# To think about the influence function, think about sums.

I think the key to thinking intuitively about the influence function in our work on AMIP is this: Lineraization approximates a complicated estimator with a simple sum. If you can establish that the linearization provides a good approximation, then you can reason about your complicated estimator by reasoning about sums. And sums are easy to reason about.

Specifically, suppose you have data weights \(w = (w_1, \ldots, w_N)\) and an estimator \(\phi(w) \in \mathbb{R}\) which depends on the weights in some complicated way. Let \(\phi^{lin}\) denote the first-order Taylor series expansion around the unit weight vector \(\vec{1} := (1, \ldots, 1)\)

\[\phi^{lin}(w) := \phi(\vec{1}) + \sum_{n=1}^N \psi_n (w_n - 1) = \phi(\vec{1}) + \sum_{n=1}^N \psi_n w_n \quad\textrm{where}\quad \psi_n := \frac{\partial \phi(w)}{\partial w_n}\Bigg|_{\vec{1}},\]and we have used the fact that \(\sum_{n=1}^N \psi_n = 0\) for Z-estimators. (For situations where \(\sum_{n=1}^N \psi_n \ne 0\), just keep that sum around, and everything I say in this post still applies.) Thinking now of \(\psi\) as data, we can (in some abuse of notation) write \(\phi^{lin}(\psi) = \phi(\vec{1}) + \sum_{n=1}^N \psi_n\). If \(\phi^{lin}(w)\) is a good approximation to \(\phi(w)\), then the effect of leaving a datapoint out of \(\phi(w)\) is well-approximated by the effect of leaving the corresponding entry out of \(\psi\) in \(\phi^{lin}(\psi)\). We have, in effect, replaced a complicated data dependence with a simple sum of terms. This is what linearization does for us. (NB: if our original estimator had been a sum of the data, the linearization would be exact!)

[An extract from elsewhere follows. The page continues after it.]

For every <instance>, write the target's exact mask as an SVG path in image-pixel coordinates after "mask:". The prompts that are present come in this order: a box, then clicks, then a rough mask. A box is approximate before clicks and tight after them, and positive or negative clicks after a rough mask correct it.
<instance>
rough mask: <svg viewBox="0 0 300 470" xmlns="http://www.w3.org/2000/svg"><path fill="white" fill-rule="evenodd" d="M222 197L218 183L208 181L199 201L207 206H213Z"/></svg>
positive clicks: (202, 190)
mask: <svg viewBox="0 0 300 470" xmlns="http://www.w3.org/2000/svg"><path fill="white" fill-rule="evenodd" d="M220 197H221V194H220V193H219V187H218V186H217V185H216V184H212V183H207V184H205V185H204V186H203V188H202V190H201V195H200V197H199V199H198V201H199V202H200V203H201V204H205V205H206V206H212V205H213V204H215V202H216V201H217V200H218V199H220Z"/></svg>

Typically \(\psi_n = O_p(N^{-1})\), so it’s a little helpful to define \(\gamma_n := N \psi_n\). We then can write:

\[\phi^{lin}(\gamma) := \phi(\vec{1}) + \frac{1}{N}\sum_{n=1}^N \gamma_n.\]We can now ask what kinds of changes we can produce in \(\phi^{lin}(\gamma)\) by dropping entries from \(\gamma\) (while keeping \(N\) the same), and some of the core conclusions of our paper become obvious. Definitionally, \(\sum_{n=1}^N \gamma_n = 0\). For example, if we drop \(\alpha N\) points, for some fixed \(0 < \alpha < 1\), then the amount we can change the sum \(\frac{1}{N}\sum_{n=1}^N \gamma_n\) does not vanish, no matter how large \(N\) is, and no matter how small \(\alpha\) is. The amount you can change the sum \(\frac{1}{N}\sum_{n=1}^N \gamma_n\) also obviously depends on the tail shape of the distribution of the \(\gamma_n\), as well as their absolute scale. Increasing the scale (i.e., increasing the noise) obviously increases the amount you can change the sum. And, for a given scale (i.e., a given \(\frac{1}{N} \sum_{n=1}^N \gamma_n^2)\), you will be able to change the sum by the most when the left-out \(\gamma_n\) all take the same value.

So one way to think about AMIP is this: we provide a good approximation to your original statistic that takes the form of a simple sum over your data. Dropping datapoints corresponds to dropping data from this sum. You can then think about whether dropping sets that are selected in a certain way are reasonable or not in terms of dropping entries from a sum, about which it’s easy to have good intutition!